I loved your article for The Grio about Karen’s campaign, which I’ve been supporting and watching closely too.

Thank you! Karen is a star and a great example of how Black women are rising at the state and local levels. Tameika Isaac Devine is the first Black woman to serve on the City Council in Columbia, SC. Maya Wiley could become the first woman to serve as the Mayor of New York City. We’re excited to educate voters about great candidates via our app.

It’s very exciting! I’m in awe of how many of us are eager to lead. Politics is your passion but you’re also an entrepreneur. What has that been like?

Becoming an entrepreneur has taught me lessons that politicians also learn. For example, you can only succeed if you have experience with the community you aim to serve. I was raised in Black culture and I know my customers and that is why Politicking is having success. I’m always surprised by folks who want to build products or services for communities they don’t know. 

Wen-kuni Céant and I also created Politicking for ourselves, because we realized how much we did not know when it came time to vote. We built the app in part because we thought it would help us to understand the issues and candidates on the ballot, especially in local and state elections. 

That reminds me of Toni Morrison saying that she wrote the books that she wanted to read.


What is success for Politicking?

Our goals are threefold. First, we hope to significantly increase turnout for local and statewide elections. Second, we hope to ensure that more voters walk into the polls knowing the issues and candidates on the ballot.
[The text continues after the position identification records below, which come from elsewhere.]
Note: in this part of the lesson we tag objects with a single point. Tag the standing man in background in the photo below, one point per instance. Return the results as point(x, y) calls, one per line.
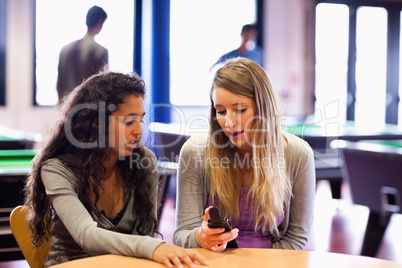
point(248, 47)
point(84, 57)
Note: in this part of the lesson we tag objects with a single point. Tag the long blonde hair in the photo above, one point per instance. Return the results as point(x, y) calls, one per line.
point(270, 186)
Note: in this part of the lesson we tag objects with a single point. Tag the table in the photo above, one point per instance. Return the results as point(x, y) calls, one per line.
point(170, 137)
point(373, 170)
point(320, 136)
point(245, 257)
point(14, 139)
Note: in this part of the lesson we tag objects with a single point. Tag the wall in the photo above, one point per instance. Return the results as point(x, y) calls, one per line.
point(286, 61)
point(20, 113)
point(289, 57)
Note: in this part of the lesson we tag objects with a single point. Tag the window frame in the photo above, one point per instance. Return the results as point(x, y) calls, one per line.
point(394, 9)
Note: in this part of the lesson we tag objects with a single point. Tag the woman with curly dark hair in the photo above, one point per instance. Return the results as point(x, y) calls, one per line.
point(94, 180)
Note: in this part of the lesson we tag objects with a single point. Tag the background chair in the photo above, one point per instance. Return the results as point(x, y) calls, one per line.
point(373, 170)
point(35, 256)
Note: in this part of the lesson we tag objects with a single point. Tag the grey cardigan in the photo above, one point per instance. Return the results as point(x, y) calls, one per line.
point(77, 234)
point(193, 191)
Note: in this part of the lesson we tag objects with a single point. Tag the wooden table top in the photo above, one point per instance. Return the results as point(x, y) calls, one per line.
point(246, 257)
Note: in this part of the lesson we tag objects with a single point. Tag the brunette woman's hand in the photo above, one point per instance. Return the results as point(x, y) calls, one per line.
point(214, 239)
point(175, 256)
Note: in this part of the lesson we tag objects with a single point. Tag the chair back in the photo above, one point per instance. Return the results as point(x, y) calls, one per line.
point(35, 256)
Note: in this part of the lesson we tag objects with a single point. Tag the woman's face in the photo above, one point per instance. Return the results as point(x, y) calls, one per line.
point(125, 126)
point(235, 115)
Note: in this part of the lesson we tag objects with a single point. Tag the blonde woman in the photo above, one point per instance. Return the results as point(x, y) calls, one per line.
point(260, 177)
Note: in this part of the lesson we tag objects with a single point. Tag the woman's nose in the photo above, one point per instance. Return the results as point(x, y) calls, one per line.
point(137, 130)
point(230, 122)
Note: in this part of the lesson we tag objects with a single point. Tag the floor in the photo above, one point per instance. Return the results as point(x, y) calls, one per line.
point(338, 226)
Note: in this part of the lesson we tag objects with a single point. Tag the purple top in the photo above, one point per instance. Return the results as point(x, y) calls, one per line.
point(247, 237)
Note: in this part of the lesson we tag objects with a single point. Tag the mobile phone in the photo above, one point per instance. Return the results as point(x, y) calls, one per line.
point(216, 221)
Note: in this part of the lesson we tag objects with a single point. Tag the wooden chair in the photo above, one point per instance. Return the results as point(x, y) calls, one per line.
point(35, 256)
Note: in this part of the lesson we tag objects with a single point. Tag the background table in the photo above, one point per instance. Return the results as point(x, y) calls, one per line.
point(373, 170)
point(14, 168)
point(244, 257)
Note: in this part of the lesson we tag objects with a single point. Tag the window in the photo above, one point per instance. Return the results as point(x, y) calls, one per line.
point(371, 65)
point(358, 57)
point(198, 37)
point(332, 28)
point(61, 22)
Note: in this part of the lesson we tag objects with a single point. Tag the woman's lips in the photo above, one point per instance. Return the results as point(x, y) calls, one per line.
point(132, 145)
point(236, 134)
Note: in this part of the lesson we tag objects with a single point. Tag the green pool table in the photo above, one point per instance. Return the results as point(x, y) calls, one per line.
point(14, 139)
Third, we hope to change the narrative about what an engaged voter looks like. For example, in some states, engaged voters can look like folks who were formerly incarcerated. 

What advice would you give to other Black women entrepreneurs?

Don’t give up. There are a lot of no’s on this journey but we can’t let that stop us from speaking up and reaching out. Also, no’s often turn into other opportunities. 

How can BlackHer subscribers help you?

  • Help us build our network and raise our profile by opening doors for us. We’ve been lucky to connect with Senator Dick Durbin, Bakari Sellers, Damon Dash, and others through introductions made by people in our networks.
  • Help us scale our technology and voter education research by making a donation on our Go Fund Me page

Who are your BlackHer Sheroes?

My mom – As mentioned above, she is super inspirational. She loves her community like she loves my dad and me. 

Kamala Harris – I deeply admire her courage. She strikes me as the type of person who will always go for what she wants.

Kimberly Robinson – She’s a family friend from Gary, Indiana. I admire the way that she balances her family life with her political life.

LaTosha Brown – I’ve had the privilege of studying with her at the Institute of Politics at Harvard. She is one of the most authentic people I know. 

And, of course, Karen Carter Peterson. Her life has been infused with an ethic of service.

Let me ask you the miracle question. You go to sleep tonight and wake up tomorrow and it’s March 2022 and a miracle has occurred for Black women. What happened?

We all have someone who is speaking up for our dreams who is not Black or Brown. Some of us already have advocates like this in our lives, but many of us still don’t.